Nel 2019 fa ero uno studente di CTF che pensava alla laurea ed andava ogni mattina in laboratorio per lavorare al proprio progetto di tesi. Tutto sembrava dovesse risolversi nel giro di qualche mese: restavano giusto tre esami, il tirocinio in farmacia ospedaliera, la presentazione della tesi. Oggi, a tre anni di distanza, sono ancora fermo a quegli stessi esami. Vi parlo dopo aver dato il primo di tre il mese scorso, quindi forse ho trovato le forze di affrontare l'argomento perché ho un'autopercezione di crescita, di miglioramento, quindi anche se ancora non è finita mi riesce un po' più semplice guardarmi alle spalle come si guarda al passato e non ad un immutabile presente.

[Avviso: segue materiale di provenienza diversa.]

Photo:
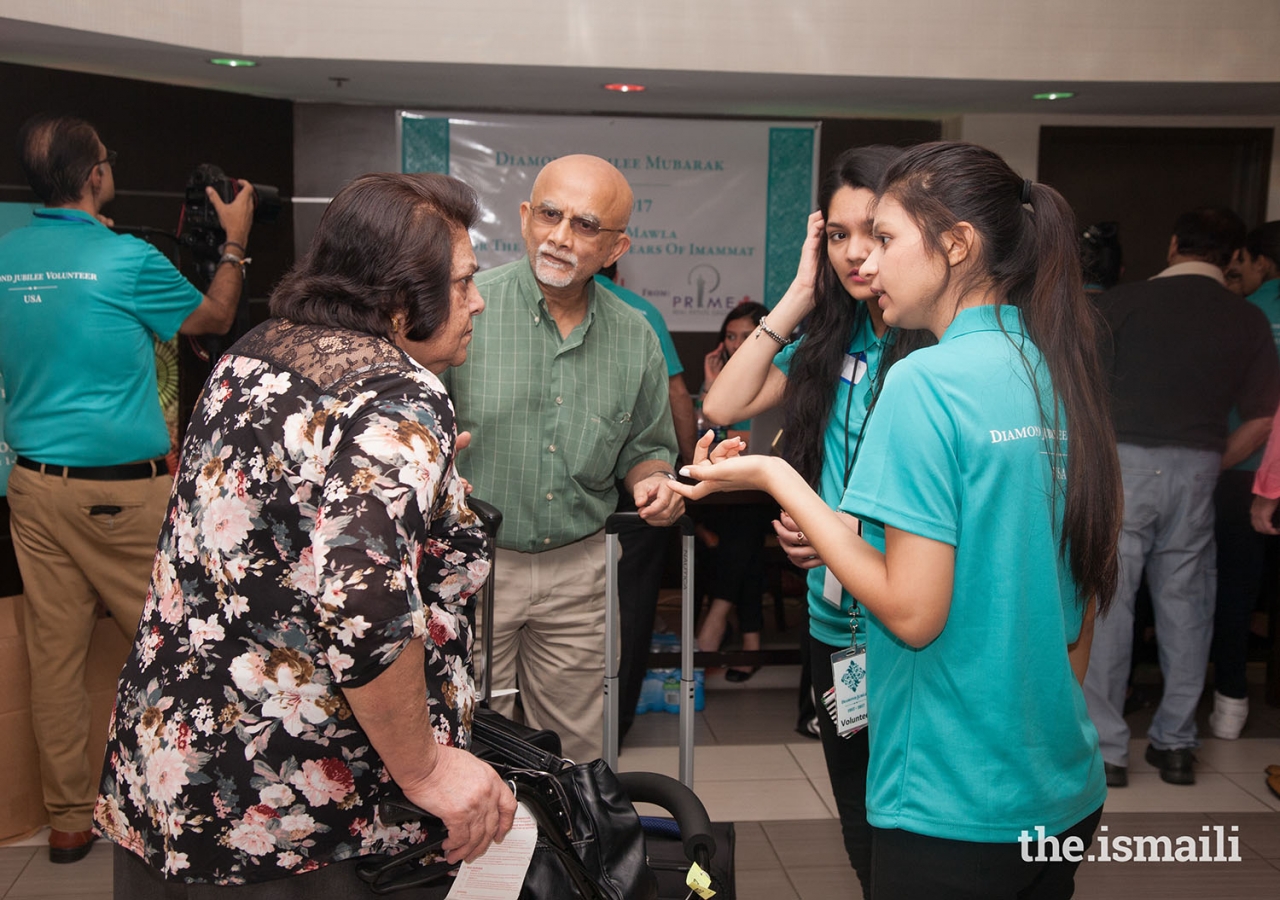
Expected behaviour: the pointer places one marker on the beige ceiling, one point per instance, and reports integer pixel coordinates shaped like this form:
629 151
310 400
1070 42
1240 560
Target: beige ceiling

In questi anni molti intorno a me si sono chiesti spesso come mai Giovanni, che ha spesso riconfermato la borsa di studio facendo anche studi acrobatici dell'ultimo minuto, oggi non si sia ancora divincolato da quegli ultimi piccoli sforzi. Cosa aspetta, insomma, a dare gli esami rimasti e laurearsi una volta per tutte? Queste domande corrono intorno a me mentre i miei pari vanno in vacanza, mi scrivono ogni tanto dal loro posto di lavoro, fanno progetti di vita, c'è chi sta portando a termine il dottorato. Ognuno ha preso strade diverse, io, per l'occhio esterno, sono rimasto ancorato, fermo sulla soglia del traguardo.

Recentemente ho visto sul canale di \@madonnafreeeda un post in cui parlava del suo essere fuoricorso, post sotto cui altre persone hanno raccontato di sé e del significato di questa condizione in società. Come spesso accade, rileggersi nelle parole altrui aiuta a sentirsi meglio, a sentirsi meno soli con le proprie malinconie, ma anche a costruire una coscienza collettiva che ci aiuti a liberarci di canoni opprimenti, funzionali solo a chi ha bisogno di reclutare forza lavoro a basso costo, ma assolutamente deleteri per la salute (fisica e mentale) degli studenti. Pensando all'eventualità di ridurre la percezione dell'isolamento di anche una sola persona tra chi mi legge, foss'anche quella più silenziosa di cui non immagino nemmeno l'esistenza, ho deciso di venire meno alla mia abitudine di non parlare di me stesso e fare eco alla domanda del post di \@madonnafreeeda: vi ho mai detto che sono fuoricorso?

Mentre lì fuori si scrivono titoli di giornale in cui si toglie spazio alla dimensione d'approfondimento dell'università per trasformarlo in un gioco a premi in cui vince chi si laurea per primo, qui, tra le aule universitarie e nelle brutte camere in affitto, gli studenti si uccidono.